Hiçbir şey değişmemişti. Ona on saat gibi gelen beş dakika daha böyle bekledi. Bu sefer git gide yükselen sesi ağlamaklı çıkmaya başlamıştı.
-Baba... baba... Baba!!
Bir anda önündeki kapı açılmıştı. O kadar aydınlık bir ışık vardı ki kapının ardında! Yoksa hareket edip de ölmüş müydü? Hayır bu olamazdı, olamazdı. Nao hala titreyerek duruyordu. O hiç sevmediği Uni bile gelse onun korkusunu geçirebilirdi. En azından bilinmezden gelen korku değil de Uni korkusu, gerçek bir insan korkusu kalırdı. Çünkü farklı korkulardı ikisi. Birisi insanı delirtirdi. Kapıdan ordunun pis işlerini yapan Nargile girmişti. Mor, kısa saçları diken gibi aşağı sarkıyordu. Kara teni ve korkunç bakışları onun dehşet verici öfkesini yansıtmaya yetiyordu. Üstüne üstlük köpek dişleri ağzından dışarı taşmıştı. Buna rağmen bedeni daha henüz gelişmekte olan ama yüzmeyle uğraşan bir kızınki gibiydi. Nargile erkek çocuğu gibi olan sesiyle bağırdı.
-Soyun!
Nao rahatlıkla doğrulmuştu. Bir anda böyle bir istek gelmesi... neyse her şey beklenirdi bunlardan. Nao kuşkucu keskin bakışlarla odayı kontrol etti. Yattığı sert, yorgansız ve yastıksız yatak vardı. Başka bir şey de yoktu. Gizli kameralar olmalıydı bir köşede.
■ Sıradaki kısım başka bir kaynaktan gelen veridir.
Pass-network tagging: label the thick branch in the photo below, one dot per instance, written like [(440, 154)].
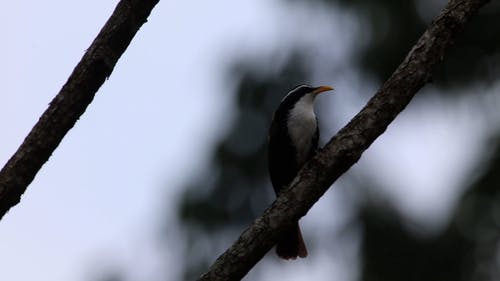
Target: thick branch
[(65, 109), (345, 148)]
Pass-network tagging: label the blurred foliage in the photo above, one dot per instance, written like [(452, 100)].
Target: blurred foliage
[(235, 190), (216, 206)]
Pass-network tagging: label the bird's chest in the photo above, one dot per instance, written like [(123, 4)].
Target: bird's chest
[(302, 126)]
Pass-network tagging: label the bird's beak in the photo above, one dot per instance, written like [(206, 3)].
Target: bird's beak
[(322, 89)]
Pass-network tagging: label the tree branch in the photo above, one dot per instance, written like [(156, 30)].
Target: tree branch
[(345, 148), (70, 103)]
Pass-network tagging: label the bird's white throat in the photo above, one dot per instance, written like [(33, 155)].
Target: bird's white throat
[(302, 126)]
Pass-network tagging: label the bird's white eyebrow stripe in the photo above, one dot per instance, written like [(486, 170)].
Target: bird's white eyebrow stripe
[(293, 90)]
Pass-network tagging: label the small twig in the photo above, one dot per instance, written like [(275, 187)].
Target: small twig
[(67, 107)]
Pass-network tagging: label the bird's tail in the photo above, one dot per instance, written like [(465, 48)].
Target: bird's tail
[(290, 244)]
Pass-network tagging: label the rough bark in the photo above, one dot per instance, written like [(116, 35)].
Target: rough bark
[(72, 100), (346, 147)]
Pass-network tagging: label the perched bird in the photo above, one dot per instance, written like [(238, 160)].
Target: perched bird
[(293, 139)]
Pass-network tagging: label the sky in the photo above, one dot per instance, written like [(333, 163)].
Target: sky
[(99, 201)]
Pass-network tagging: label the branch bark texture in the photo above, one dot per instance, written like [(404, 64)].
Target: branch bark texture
[(72, 100), (346, 147)]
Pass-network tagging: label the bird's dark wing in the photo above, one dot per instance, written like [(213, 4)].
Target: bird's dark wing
[(281, 155)]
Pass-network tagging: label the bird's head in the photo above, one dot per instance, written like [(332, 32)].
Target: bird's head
[(302, 95)]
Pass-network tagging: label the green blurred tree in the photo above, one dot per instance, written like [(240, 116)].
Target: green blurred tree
[(216, 206)]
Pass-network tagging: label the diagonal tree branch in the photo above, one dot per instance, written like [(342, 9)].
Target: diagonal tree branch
[(70, 103), (345, 148)]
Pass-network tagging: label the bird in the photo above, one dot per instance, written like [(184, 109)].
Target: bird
[(293, 139)]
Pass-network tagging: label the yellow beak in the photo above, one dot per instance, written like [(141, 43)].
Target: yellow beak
[(322, 89)]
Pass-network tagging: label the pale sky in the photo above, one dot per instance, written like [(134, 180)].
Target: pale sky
[(102, 195)]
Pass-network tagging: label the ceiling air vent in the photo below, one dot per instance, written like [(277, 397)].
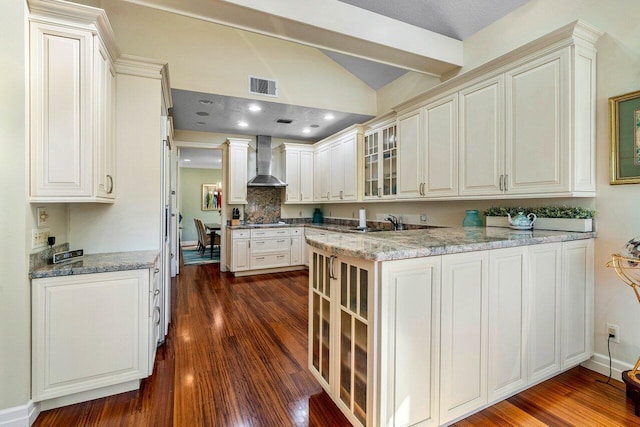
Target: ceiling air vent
[(262, 86)]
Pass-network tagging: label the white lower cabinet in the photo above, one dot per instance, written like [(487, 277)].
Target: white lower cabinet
[(409, 342), (577, 302), (545, 278), (265, 248), (508, 298), (91, 331), (463, 340), (451, 334)]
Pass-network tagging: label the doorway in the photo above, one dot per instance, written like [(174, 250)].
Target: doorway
[(200, 190)]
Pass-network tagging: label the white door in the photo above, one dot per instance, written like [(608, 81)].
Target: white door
[(537, 132), (410, 152), (507, 370), (463, 353), (440, 166), (482, 138)]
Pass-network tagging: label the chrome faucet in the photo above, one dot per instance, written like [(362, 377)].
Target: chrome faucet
[(394, 222)]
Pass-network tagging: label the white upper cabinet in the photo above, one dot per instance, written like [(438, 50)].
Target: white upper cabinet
[(320, 178), (482, 137), (72, 84), (298, 173), (238, 156), (526, 125), (410, 149), (335, 167), (537, 126)]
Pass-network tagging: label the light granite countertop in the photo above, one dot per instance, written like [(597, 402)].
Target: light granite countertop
[(393, 245), (99, 263)]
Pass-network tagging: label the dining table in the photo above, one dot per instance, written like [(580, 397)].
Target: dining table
[(213, 228)]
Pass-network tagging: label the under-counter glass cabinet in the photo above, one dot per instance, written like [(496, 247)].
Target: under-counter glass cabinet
[(340, 333), (380, 154)]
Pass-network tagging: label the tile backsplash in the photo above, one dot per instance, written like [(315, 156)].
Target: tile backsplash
[(263, 205)]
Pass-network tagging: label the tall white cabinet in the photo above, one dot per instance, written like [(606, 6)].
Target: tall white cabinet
[(72, 82)]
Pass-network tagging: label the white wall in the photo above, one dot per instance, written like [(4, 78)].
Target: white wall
[(133, 221), (212, 58), (617, 73), (15, 215)]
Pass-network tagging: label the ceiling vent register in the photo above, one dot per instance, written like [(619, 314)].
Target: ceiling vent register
[(260, 86)]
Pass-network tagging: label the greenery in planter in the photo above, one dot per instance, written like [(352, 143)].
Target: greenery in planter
[(544, 212)]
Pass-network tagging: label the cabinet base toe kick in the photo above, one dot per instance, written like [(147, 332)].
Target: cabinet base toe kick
[(268, 270), (71, 399)]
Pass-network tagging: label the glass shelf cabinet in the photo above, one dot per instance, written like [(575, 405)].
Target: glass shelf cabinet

Nao, Nargile'nin isteğini reddedecek cesareti topladı. Alaycı bir şekilde gözlerini kapadı. Elini "Asla" diyormuş gibi salladı.
-Niyeymiş o? Yoksa... yoksa bedenimle deneyler mi yapacaksınız, ha? Ne sapık insanlarsınız siz! Zatten belli, bütün deepweb kafalı insanları burd-
Nargile bir anda Nao'nun üstünde bitivermişti. Boğazına mor ojeli tırnaklarını geçirdi. Delecekti az kalsın! Nao acıdan gözlerini kıstı. Sonra bir cesaret geldi. Bu umut nerden geldi bilmiyordu. Bir anda onların misafiriymiş gibi hissetmişti kendini, onlardan ona iyi bakmalarını isteyebilirdi. Ne de olsa Hüso... arladaşları onu kurtarana kadar kalacağı bir oteldi burası. Öyle miydi? Yoksa çoktan deneylere başlamışlar mıydı? Ne olursa olsundu artık. Nao sırıttı.
-Heh, bana iyi davranmalısın, sence de öyle değil mi? Sonra kimin hafızasını sileceksiniz, kime deney yapacaksınız?
Nao sessiz ve aşağılayıcı bir ses tonuyla konuşmaya başlamıştı. Kendine güven dolup taşmıştı. Sırıtışı korkunç bir hal almıştı.
-Öyle bir ilaçla, bir büyüyle hafıza silemediğinizi biliyorum. Hem yasaklı bir teknik hem de Efsuna gibileri biliyor. Ah, öyle birini tanımıyorsunuz değil mi? Zaten size gelmezdi de. Neden bu ucube gösterisine katılsın ki, değil mi?
Nargile, Nao'nun boynunu bırakıp göğüslerinden tuttu. Biraz zıplayıp onun sırtını hızla yatağa çarptı. Nao acıdan iç çekmişti. Ama hala yüzünde o deli sırıtış vardı. Nargile, Nao'nun göğsü üstüne çömmüştü. Kaburgalarını kıracaktı. Öfkeyle Nao'nun göğsünde zıpaldı. Nao'nun acıdan gözleri fırlayacak gibi olmuştu. Altına yapmak üzereydi zaten. Yine de nedense her şeye rağmen sırıtmayı kesmemişti. Nerden gelmişti bu özgüven? Robotik bir ses geldi.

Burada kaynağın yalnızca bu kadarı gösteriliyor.